Do 1/2/3D FFTs work correctly on K80 if batch = 1?

Hi,

I evaluate FFTs in CUDA 7.5 on K80.
I managed to get decent performance in batch 1/2/3D FFTs using both GPUs in K80.

How to compute one 1/2/3D FFT using both GPUs in K80?

I get nan’s in the output and very low performance when I run the examples involving cufftMakePlan1d, cufftMakePlan2d, cufftMakePlan3d.

How to use both GPUs with cufftMakePlan1d, cufftMakePlan2d, cufftMakePlan3d?

espesp

There are CUDA sample codes which demonstrate the use of multi-GPU cufft including at least one showing how to do a 2D transform.

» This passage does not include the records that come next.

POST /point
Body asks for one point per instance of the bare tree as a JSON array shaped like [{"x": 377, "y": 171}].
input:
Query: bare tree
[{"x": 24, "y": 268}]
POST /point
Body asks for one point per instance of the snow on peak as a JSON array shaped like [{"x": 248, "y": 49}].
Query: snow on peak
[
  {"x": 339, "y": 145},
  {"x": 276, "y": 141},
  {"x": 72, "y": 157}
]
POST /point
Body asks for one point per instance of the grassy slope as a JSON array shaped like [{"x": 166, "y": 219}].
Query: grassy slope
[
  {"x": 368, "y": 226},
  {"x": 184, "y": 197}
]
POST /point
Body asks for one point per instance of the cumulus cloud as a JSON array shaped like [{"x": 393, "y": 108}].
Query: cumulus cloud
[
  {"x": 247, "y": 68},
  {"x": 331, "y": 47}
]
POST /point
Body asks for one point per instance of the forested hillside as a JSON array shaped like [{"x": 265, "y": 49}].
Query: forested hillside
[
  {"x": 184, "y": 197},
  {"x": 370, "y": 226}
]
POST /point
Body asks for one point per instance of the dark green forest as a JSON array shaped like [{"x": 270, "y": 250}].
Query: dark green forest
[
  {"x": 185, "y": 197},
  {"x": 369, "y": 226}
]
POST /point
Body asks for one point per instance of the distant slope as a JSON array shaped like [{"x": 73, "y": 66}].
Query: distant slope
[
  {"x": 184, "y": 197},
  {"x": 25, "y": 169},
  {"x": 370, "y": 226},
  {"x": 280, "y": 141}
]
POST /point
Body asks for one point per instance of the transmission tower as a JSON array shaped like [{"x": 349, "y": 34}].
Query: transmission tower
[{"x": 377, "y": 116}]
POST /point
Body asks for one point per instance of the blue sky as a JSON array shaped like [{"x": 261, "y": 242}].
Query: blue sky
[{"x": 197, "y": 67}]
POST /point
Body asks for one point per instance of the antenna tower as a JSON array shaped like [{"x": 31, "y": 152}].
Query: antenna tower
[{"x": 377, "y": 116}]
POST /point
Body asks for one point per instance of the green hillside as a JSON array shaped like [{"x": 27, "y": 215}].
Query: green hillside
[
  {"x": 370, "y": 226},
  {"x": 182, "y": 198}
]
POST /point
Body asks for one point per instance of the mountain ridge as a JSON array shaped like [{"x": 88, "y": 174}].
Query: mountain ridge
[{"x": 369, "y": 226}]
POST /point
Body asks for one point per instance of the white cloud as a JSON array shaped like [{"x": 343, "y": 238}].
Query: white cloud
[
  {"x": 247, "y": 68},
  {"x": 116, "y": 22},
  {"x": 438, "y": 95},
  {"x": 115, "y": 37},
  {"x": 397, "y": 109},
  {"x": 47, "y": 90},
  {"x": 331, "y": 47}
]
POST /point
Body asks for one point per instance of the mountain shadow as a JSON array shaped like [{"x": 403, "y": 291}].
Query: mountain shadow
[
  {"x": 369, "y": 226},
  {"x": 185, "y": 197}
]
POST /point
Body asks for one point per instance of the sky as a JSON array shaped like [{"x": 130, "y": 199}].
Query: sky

http://docs.nvidia.com/cuda/cuda-samples/index.html#simplecufft_2d_mgpu

That particular sample code uses cufftMakePlan2d for a single transform.

You must also use the cufft Xt API if you intend to run a single transform call on multiple GPUs.

http://docs.nvidia.com/cuda/cufft/index.html#multiple-GPU-cufft-transforms

Hi,

I tried to evaluate performance of cuFFT on K80 using the provided sample.
I slightly modified the sample to be able to measure forward transforms. The sample showed me 450ms in average, what was not the number I expected.

Using API from the sample I evaluated my own test where test cases are for batch = 2+ . (in example, canonical problem cif512x512*2).
Test showed 3-5 ms for different testcases, what is more acceptable than results for batch = 1.

Also I used my test to re-evaluate batch=1 cases but got the same problem with performance and one more issue with incorrect results: actual results and expected results were different in half of dots (it seemed that second card didn’t send the data).

Could you help me to understand why batch=1 case is so slow and incorrect for all dimensions?

Thanks.

Hi txbob,

Thank you for the example!
Could you please point us to the performance charts for single 1/2/3D FFTs on K80?
Or just give us an idea about performance improvements expected for such FFTs, K80 vs K40?

espesp

do a google search on “CUDA Performance Report”

You will find recent performance reports for CUDA 6.5 and CUDA 7 in the first page of hits, including some CUFFT data.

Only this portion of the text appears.